Acrylglas für dein DIY-Projekt: Warum du den Unterschied zwischen XT und GS kennen MUSST

von Adele Voß
Anzeige

Ich stehe oft in meiner Werkstatt und sehe die unterschiedlichsten Materialien. Klar, Holz und Metall sind die Klassiker. Aber dann gibt es da dieses eine Material, das immer wieder für große Augen und noch größere Fragen sorgt: Acrylglas, vielen besser bekannt unter dem Markennamen Plexiglas®. Ein echt geniales Zeug – leicht, viel bruchfester als Glas und kristallklar. Aber ganz ehrlich? Ich sehe so oft Heimwerker, die mit einer Platte aus dem Baumarkt kommen, die Säge ansetzen und sich dann wundern, warum alles schmilzt, splittert oder einfach nur furchtbar aussieht.

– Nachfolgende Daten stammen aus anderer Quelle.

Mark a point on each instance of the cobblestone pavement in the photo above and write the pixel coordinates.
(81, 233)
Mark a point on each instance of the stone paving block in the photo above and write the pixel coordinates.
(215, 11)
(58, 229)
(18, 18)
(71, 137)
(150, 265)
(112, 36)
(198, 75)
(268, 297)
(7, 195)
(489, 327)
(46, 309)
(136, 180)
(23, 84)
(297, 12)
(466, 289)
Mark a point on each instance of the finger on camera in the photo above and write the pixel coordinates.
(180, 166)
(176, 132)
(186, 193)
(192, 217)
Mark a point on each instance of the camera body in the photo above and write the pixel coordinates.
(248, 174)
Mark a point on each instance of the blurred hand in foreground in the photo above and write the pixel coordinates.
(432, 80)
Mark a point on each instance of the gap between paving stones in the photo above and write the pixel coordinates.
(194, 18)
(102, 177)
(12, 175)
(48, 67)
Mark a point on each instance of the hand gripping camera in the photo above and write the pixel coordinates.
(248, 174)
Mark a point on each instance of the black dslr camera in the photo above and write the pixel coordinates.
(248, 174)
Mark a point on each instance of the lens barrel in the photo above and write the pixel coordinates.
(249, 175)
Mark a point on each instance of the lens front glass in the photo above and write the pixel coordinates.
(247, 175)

Das Problem ist fast immer dasselbe. Es liegt nicht am Werkzeug und auch nicht am Handwerker, sondern an einer winzigen, aber entscheidenden Information: dem Unterschied zwischen extrudiertem (XT) und gegossenem (GS) Acrylglas. Für uns Profis ist das die allererste Frage, bevor wir auch nur einen Schnitt planen. Die Wahl zwischen XT und GS entscheidet über Sieg oder Niederlage deines Projekts. Damit du nicht die gleichen teuren Fehler machst wie ich am Anfang meiner Laufbahn (ja, auch ich hab schon eine teure Platte geschrottet!), teile ich hier mal mein Wissen aus der Praxis.

Transparente Sicht - schöne Acryglassplatten

Erst verstehen, dann machen: Was ist Acrylglas überhaupt?

Bevor wir die Säge anwerfen, ein kurzer Blick hinter die Kulissen. Acrylglas ist chemisch gesehen Polymethylmethacrylat (PMMA). Das ist ein Thermoplast. Klingt kompliziert, bedeutet aber nur: Wenn du es warm machst, wird es formbar, und wenn es abkühlt, wird es wieder fest. Super praktisch! Aber wie die Platte hergestellt wird, das ist der Knackpunkt.

Extrudiertes Acrylglas (XT) – Die günstige Variante

Stell dir das wie bei einer Zahnpastatube vor. Geschmolzenes Acrylgranulat wird durch eine breite Düse gedrückt. Heraus kommt eine lange, theoretisch endlose Platte, die dann einfach auf Länge geschnitten wird. Das Verfahren ist super effizient und schnell, weshalb XT-Platten die sind, die du meist günstiger im Baumarkt findest. Rechne mal mit Preisen zwischen 40€ und 70€ pro Quadratmeter für eine 4 mm dicke Platte.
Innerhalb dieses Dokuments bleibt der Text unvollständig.